Search code examples
pythoncassandrascylla

Different batch limits for Cassandra and Scylla, Err - 2200, Batch too large


I used standard 'cassandra-driver' for access to Cassandra and Scylla for insert/udpate data via BatchStatement. I updated data via batch (~500 rows) and I got only for Cassandra this error (everything work fine for Scylla):

Error from server: code=2200 [Invalid query] message="Batch too large"

Python code, see:

from cassandra import ConsistencyLevel
from cassandra.cluster import Cluster
from cassandra.cluster import ExecutionProfile
from cassandra.cluster import EXEC_PROFILE_DEFAULT
from cassandra.query import BatchStatement

...
cluster = Cluster(contact_points=["localhost"],
                  port=9042,
                  execution_profiles={EXEC_PROFILE_DEFAULT: profile},
                  control_connection_timeout=60,
                  idle_heartbeat_interval=60,
                  connect_timeout=60)
session = cluster.connect(keyspace="catalog")
...
insert_statement = session.prepare(f"INSERT INTO rn6.t01 ({columns}) VALUES ({items})")
batch = BatchStatement(consistency_level=ConsistencyLevel.ONE)

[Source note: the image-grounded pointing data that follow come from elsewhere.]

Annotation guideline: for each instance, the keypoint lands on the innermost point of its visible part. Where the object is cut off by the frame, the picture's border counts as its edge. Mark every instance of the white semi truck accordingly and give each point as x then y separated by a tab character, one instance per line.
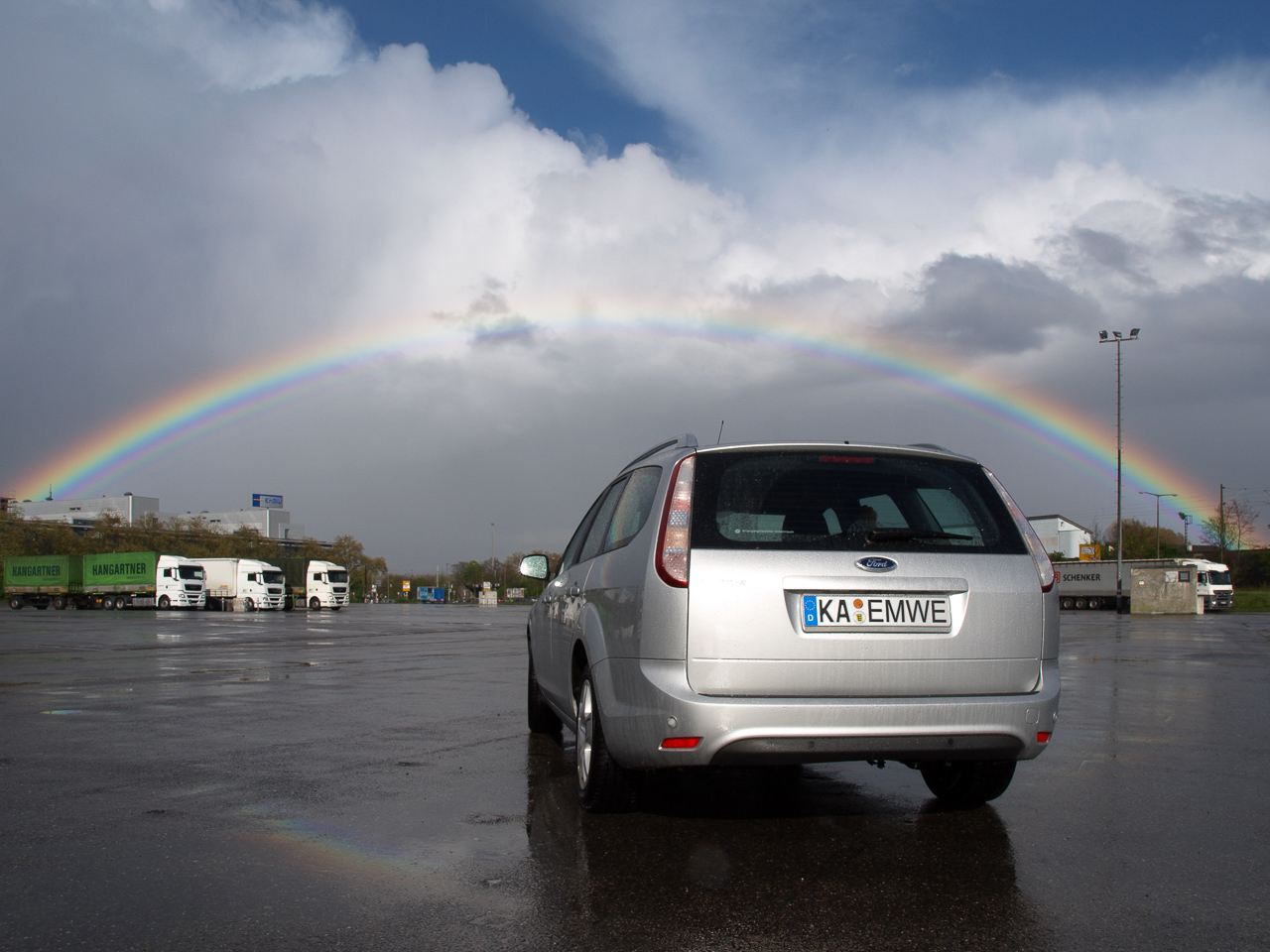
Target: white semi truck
243	585
316	584
1092	584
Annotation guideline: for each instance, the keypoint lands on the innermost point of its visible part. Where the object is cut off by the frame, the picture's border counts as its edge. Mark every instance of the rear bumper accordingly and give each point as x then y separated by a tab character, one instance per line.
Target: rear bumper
640	697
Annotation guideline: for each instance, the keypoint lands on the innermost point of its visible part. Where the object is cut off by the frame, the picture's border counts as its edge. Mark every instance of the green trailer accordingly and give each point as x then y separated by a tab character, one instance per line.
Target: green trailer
121	579
44	580
119	571
105	580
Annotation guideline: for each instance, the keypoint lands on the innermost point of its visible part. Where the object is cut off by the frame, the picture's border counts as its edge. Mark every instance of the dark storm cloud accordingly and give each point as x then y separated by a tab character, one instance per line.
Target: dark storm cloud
982	304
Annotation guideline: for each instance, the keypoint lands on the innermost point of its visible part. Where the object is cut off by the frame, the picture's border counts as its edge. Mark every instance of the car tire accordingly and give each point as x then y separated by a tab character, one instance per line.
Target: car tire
968	783
603	784
543	719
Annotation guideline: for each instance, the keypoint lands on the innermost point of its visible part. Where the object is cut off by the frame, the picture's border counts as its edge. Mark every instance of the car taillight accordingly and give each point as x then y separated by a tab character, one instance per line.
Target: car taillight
1044	567
672	540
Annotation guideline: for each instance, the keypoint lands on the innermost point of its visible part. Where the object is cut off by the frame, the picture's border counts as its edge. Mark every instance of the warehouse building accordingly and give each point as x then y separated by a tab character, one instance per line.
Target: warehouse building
1061	535
266	515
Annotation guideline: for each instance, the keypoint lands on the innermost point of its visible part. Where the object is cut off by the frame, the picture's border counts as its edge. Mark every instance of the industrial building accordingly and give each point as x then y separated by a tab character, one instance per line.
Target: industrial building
1061	535
266	515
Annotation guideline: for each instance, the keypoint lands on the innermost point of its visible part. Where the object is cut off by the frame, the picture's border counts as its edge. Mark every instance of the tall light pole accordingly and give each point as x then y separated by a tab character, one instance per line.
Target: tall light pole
1157	495
1119	465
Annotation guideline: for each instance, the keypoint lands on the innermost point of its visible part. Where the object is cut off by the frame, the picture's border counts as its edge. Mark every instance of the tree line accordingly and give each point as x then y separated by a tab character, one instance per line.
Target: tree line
1232	529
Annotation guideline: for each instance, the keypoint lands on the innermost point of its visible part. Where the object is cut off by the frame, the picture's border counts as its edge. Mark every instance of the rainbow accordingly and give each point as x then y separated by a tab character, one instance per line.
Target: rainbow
181	416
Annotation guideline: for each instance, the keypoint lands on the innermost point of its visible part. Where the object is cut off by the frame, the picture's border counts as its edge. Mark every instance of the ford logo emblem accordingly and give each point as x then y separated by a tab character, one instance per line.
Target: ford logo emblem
876	563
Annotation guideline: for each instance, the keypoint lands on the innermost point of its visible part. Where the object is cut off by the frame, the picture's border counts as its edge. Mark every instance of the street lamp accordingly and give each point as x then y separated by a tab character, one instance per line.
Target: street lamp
1157	495
1119	461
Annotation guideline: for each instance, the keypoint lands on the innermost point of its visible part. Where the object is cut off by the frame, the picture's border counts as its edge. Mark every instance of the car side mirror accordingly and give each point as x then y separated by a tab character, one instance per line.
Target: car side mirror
535	567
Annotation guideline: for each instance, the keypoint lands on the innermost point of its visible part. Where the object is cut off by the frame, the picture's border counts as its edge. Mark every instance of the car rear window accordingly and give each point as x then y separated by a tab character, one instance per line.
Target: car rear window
842	500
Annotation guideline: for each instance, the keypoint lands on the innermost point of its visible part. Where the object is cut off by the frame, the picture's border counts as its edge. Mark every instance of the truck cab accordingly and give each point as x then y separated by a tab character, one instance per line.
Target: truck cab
181	583
1213	583
325	585
244	584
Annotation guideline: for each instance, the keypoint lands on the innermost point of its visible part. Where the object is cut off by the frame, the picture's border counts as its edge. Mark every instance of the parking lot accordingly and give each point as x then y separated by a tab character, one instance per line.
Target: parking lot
366	779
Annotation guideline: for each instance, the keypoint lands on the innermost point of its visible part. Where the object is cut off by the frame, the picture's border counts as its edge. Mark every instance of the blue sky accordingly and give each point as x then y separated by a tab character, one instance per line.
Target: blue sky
193	185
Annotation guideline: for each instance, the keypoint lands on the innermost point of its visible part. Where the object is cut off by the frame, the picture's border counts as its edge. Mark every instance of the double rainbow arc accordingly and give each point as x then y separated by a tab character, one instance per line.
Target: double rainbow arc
183	416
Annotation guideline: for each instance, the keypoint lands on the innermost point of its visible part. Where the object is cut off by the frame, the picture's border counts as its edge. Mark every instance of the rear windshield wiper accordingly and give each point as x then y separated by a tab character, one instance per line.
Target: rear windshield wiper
902	535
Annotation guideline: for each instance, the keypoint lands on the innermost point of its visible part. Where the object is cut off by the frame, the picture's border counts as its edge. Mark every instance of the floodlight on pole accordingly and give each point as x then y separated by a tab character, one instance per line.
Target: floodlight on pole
1119	465
1157	495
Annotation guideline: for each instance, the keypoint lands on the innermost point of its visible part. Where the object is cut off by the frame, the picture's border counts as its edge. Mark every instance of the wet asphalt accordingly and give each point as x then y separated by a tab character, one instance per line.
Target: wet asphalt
365	779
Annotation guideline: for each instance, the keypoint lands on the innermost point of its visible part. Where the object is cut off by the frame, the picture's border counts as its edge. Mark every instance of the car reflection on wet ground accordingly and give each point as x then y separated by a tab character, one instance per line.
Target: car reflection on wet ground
366	780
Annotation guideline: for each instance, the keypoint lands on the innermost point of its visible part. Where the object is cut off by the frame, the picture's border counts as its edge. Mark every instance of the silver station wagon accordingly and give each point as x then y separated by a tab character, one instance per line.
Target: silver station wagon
798	603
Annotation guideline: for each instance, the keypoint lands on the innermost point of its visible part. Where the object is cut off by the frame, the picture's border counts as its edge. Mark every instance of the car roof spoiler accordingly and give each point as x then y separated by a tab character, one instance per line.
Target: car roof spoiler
684	439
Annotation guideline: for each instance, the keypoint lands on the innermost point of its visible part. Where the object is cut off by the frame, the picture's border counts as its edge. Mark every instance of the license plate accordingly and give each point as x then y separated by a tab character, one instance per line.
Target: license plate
871	612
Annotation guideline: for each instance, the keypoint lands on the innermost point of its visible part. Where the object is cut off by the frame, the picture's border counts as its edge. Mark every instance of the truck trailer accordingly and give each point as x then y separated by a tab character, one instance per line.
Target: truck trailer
243	585
105	580
1092	584
316	584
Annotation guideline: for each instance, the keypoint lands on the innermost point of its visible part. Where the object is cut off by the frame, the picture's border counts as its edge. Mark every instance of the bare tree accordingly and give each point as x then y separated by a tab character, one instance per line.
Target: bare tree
1232	527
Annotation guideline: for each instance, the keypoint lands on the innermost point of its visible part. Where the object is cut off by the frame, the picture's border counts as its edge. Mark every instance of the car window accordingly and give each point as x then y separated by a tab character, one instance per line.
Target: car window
571	552
594	542
848	502
633	508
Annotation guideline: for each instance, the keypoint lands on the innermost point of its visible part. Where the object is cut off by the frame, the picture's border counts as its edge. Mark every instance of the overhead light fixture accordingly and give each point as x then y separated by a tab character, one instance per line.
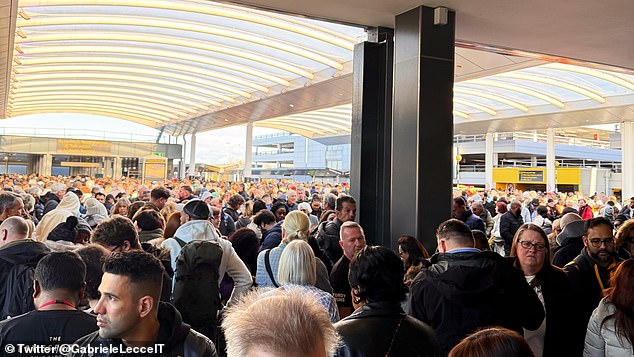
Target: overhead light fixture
275	43
222	10
23	14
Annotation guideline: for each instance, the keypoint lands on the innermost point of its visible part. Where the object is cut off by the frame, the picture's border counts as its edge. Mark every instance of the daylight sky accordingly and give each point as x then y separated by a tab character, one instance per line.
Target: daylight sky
212	147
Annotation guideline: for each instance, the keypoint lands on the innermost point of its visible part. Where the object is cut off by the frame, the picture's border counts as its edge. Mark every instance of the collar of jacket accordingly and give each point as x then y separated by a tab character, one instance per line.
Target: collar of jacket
377	308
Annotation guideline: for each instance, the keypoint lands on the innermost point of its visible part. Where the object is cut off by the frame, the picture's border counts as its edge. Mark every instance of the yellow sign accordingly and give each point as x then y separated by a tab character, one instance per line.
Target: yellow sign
79	164
83	147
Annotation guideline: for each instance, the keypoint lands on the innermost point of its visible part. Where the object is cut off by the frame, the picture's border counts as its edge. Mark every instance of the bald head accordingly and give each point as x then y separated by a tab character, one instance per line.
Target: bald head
13	229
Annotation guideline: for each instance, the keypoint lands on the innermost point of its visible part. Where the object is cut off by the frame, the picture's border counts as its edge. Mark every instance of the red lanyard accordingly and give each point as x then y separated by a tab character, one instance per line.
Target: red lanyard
53	302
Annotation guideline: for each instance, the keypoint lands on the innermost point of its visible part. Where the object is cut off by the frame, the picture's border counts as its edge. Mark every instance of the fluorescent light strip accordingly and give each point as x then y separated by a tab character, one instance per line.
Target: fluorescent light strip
91	19
294	130
461	114
557	82
122	77
113	114
322	118
116	84
297	123
140	101
130	70
176	66
132	107
474	105
494	97
517	88
44	90
606	76
65	49
40	37
106	108
214	9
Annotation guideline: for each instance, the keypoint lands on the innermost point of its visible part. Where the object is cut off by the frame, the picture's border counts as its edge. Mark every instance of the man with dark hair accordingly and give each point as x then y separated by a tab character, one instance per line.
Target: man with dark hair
185	194
589	273
149	224
118	234
352	240
10	205
195	225
18	258
159	196
328	236
330	202
460	211
233	206
101	197
510	222
129	313
58	288
465	289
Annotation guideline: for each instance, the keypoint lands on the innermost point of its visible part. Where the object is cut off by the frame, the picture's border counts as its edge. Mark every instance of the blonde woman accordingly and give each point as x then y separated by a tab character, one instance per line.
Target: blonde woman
298	270
295	226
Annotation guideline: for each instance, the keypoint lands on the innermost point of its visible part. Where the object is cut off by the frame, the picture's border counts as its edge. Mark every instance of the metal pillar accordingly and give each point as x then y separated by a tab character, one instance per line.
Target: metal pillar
488	162
627	160
370	162
47	165
248	153
117	170
192	156
422	129
551	175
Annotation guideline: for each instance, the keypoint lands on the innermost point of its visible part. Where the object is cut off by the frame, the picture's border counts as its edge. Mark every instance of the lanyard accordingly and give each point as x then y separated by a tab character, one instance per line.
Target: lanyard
53	302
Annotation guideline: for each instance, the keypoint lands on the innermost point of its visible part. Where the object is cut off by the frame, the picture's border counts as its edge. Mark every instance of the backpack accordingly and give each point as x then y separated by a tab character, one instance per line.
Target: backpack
18	287
196	290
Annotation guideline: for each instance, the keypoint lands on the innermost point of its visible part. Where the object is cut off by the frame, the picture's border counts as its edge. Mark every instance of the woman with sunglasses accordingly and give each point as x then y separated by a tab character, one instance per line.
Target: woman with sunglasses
559	334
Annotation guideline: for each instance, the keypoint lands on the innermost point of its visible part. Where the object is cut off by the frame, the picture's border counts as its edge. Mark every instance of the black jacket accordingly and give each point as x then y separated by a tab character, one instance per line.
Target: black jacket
51	203
462	292
564	332
14	254
370	329
178	339
328	239
586	282
509	224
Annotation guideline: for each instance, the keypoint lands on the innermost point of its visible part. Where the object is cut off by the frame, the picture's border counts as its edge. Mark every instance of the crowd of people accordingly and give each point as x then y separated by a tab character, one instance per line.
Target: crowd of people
195	268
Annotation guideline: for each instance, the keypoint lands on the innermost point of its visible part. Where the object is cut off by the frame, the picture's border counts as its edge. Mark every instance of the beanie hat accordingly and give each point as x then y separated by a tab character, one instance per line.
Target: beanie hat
95	207
306	206
196	209
65	231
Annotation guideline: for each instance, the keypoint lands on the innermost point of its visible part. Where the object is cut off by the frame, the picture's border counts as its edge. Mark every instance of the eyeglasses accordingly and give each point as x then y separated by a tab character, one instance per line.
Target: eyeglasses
597	242
528	245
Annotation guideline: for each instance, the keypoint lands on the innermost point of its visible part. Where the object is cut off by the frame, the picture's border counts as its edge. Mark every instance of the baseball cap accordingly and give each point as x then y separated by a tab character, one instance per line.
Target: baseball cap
196	209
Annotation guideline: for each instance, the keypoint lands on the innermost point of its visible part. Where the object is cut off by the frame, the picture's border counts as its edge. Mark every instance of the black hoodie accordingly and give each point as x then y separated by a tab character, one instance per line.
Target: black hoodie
462	292
25	252
175	338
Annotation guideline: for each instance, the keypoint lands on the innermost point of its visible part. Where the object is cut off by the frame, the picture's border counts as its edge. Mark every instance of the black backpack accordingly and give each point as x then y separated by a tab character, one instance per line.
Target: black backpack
18	287
196	291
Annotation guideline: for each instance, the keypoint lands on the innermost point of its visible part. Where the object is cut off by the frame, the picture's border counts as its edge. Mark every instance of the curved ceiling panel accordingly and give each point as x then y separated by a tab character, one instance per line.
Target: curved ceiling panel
161	62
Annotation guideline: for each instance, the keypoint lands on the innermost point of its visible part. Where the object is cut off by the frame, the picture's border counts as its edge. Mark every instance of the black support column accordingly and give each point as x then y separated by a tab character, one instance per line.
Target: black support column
370	168
422	125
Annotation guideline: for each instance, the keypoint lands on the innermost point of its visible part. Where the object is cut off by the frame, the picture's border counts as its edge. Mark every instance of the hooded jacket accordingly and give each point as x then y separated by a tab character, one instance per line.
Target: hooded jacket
68	206
588	279
230	262
370	330
601	337
176	337
461	292
21	252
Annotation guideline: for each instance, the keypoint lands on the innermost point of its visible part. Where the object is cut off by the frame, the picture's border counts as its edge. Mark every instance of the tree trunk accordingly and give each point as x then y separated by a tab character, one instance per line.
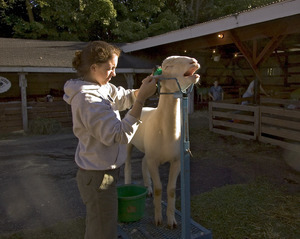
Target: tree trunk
29	11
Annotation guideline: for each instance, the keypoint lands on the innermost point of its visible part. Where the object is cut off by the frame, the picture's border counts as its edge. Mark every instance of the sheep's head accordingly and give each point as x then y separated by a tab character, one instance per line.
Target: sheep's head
181	67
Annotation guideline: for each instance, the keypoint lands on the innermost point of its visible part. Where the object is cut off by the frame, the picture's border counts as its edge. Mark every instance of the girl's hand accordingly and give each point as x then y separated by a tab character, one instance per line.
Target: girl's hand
147	88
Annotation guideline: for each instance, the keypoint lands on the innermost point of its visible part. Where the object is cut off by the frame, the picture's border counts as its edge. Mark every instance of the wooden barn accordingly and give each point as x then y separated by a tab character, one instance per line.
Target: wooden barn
261	44
32	76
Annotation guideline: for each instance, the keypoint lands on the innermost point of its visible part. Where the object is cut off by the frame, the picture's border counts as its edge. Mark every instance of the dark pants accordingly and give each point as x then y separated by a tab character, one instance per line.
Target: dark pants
99	193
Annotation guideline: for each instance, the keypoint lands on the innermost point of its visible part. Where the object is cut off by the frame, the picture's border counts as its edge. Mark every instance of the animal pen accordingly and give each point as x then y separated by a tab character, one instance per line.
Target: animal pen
274	121
187	228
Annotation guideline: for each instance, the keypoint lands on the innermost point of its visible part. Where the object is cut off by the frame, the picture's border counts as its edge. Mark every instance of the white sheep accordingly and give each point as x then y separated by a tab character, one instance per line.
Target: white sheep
159	134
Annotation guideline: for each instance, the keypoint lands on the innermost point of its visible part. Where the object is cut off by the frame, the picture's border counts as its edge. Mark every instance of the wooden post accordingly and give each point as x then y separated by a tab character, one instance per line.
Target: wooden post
23	85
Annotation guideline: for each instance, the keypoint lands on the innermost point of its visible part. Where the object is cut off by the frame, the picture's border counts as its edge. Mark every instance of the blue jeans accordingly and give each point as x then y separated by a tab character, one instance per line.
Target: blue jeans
98	191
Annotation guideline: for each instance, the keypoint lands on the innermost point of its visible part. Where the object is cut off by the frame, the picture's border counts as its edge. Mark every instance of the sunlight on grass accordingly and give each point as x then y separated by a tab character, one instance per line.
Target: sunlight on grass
255	210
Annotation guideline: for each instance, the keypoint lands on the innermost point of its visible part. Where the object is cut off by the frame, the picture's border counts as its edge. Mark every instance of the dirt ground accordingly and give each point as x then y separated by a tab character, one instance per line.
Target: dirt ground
38	186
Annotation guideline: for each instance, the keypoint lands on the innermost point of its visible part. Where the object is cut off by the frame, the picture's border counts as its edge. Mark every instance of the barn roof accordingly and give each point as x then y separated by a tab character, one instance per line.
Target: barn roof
19	55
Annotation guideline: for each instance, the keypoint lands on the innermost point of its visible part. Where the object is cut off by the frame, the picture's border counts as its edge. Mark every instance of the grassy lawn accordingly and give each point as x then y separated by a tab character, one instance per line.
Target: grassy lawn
255	210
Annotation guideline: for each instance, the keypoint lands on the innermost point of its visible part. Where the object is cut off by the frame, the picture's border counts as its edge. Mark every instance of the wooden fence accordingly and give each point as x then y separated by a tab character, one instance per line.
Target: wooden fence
274	121
11	114
280	123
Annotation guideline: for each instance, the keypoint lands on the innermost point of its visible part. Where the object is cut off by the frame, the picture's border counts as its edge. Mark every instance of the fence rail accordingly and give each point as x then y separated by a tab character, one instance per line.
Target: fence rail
11	114
274	121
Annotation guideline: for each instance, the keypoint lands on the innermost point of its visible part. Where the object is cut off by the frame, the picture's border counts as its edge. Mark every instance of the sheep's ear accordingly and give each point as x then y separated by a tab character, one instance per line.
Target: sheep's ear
166	67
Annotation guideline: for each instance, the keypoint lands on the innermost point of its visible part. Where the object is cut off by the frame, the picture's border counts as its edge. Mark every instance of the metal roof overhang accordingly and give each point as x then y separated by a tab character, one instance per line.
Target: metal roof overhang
70	70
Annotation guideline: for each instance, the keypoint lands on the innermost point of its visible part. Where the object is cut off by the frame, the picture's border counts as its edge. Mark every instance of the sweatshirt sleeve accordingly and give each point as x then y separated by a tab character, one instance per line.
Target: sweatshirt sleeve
123	99
103	123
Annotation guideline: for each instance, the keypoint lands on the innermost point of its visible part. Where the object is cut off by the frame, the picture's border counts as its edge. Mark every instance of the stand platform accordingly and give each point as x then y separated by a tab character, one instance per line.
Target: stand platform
146	229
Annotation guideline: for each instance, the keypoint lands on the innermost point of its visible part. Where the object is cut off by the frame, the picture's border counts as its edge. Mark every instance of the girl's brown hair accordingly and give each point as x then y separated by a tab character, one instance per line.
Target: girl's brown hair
96	52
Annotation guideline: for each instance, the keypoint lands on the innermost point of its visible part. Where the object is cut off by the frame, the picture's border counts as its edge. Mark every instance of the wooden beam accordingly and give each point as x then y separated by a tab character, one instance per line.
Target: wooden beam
268	49
23	85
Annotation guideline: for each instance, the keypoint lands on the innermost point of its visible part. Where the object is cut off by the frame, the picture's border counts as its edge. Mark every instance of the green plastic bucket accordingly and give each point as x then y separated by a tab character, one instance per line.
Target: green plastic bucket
131	202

data_frm = pandas.DataFrame(generator.integers(999999, 
                size=(run_setup.bulk_row, run_setup.bulk_col)),
                columns=[f"fn{i}" for i in range(run_setup.bulk_col)])

# prepare data
for row in data_frm.values:
    batch.add(insert_statement, row)

session.execute(batch)

It seems that Cassandra and Scylla have different default limits for batch statement. Do you know these limits?


Solution

  • Both Scylla and Cassandra have a configurable batch-size limit, batch_size_fail_threshold_in_kb. But its default value is different: Scylla's default is 1024, whereas Cassandra's default it 50.

    You can try increasing it in Cassandra's configuration - or use smaller batches.